Massachusetts Looks to Turn Over New Leaf on Pot
Massachusetts Looks to Turn Over New Leaf on Pot August 14, 2008
O’Ryan Johnson Boston Herald
An overwhelming number of Bay Staters replying to a Suffolk University/WHDH Ch. 7 poll say the state’s marijuana laws should go up in smoke.
The poll regarding questions set to appear on the Nov. 4 ballot shows that 72 percent of Greater Boston residents favor snuffing out criminal penalties for suspects carrying less than an ounce of pot, and replacing them with civil fines. Under the measure, a person stopped with marijuana would be given a $100 ticket and forced to forfeit the drug
"The public may be signaling that pursuing small-time marijuana users is a waste of taxpayer resources," said David Paleologos, director of the Political Research Bureau at Suffolk University. "This issue suggests there is a libertarian streak in the thinking of the Massachusetts voter."

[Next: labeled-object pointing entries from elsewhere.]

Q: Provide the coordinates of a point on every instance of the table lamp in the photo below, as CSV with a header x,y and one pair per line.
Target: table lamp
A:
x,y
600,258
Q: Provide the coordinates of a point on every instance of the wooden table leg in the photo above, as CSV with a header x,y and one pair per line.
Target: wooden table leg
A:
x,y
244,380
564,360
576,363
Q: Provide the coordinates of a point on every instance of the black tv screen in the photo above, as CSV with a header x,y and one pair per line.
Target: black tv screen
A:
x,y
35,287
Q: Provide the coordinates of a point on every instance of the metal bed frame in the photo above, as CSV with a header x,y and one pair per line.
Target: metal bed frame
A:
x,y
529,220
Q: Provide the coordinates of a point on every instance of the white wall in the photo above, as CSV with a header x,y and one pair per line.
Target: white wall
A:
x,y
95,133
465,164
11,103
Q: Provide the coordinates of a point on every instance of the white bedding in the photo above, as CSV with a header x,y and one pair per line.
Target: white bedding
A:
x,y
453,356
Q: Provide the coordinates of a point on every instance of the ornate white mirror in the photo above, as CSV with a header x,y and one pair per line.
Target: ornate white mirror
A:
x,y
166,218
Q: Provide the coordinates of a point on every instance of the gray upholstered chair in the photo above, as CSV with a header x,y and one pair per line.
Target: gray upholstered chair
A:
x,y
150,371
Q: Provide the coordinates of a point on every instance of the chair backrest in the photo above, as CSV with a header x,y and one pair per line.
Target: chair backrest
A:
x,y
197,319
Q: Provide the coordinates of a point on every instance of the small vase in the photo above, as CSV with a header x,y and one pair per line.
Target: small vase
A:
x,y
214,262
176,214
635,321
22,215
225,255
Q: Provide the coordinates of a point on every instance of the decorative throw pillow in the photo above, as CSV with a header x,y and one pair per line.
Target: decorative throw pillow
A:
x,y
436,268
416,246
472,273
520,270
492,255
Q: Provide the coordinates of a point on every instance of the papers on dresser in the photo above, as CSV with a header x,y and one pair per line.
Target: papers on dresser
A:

The poll also found lingering resentment toward former Gov. Mitt Romney. State residents would reject likely Republican presidential nominee John McCain more heartily if he chose his former rival Romney as his running mate. The poll shows that 41 percent would be less likely to vote for a McCain/Romney ticket, while 24 percent were unswayed.
Bay Staters were also icy toward a ballot measure aimed at abolishing the income tax, with 50 percent opposed to eliminating income tax, and 15 percent undecided.
The pollsters gathered the data from 400 state residents who were contacted between July 31 and Aug. 3.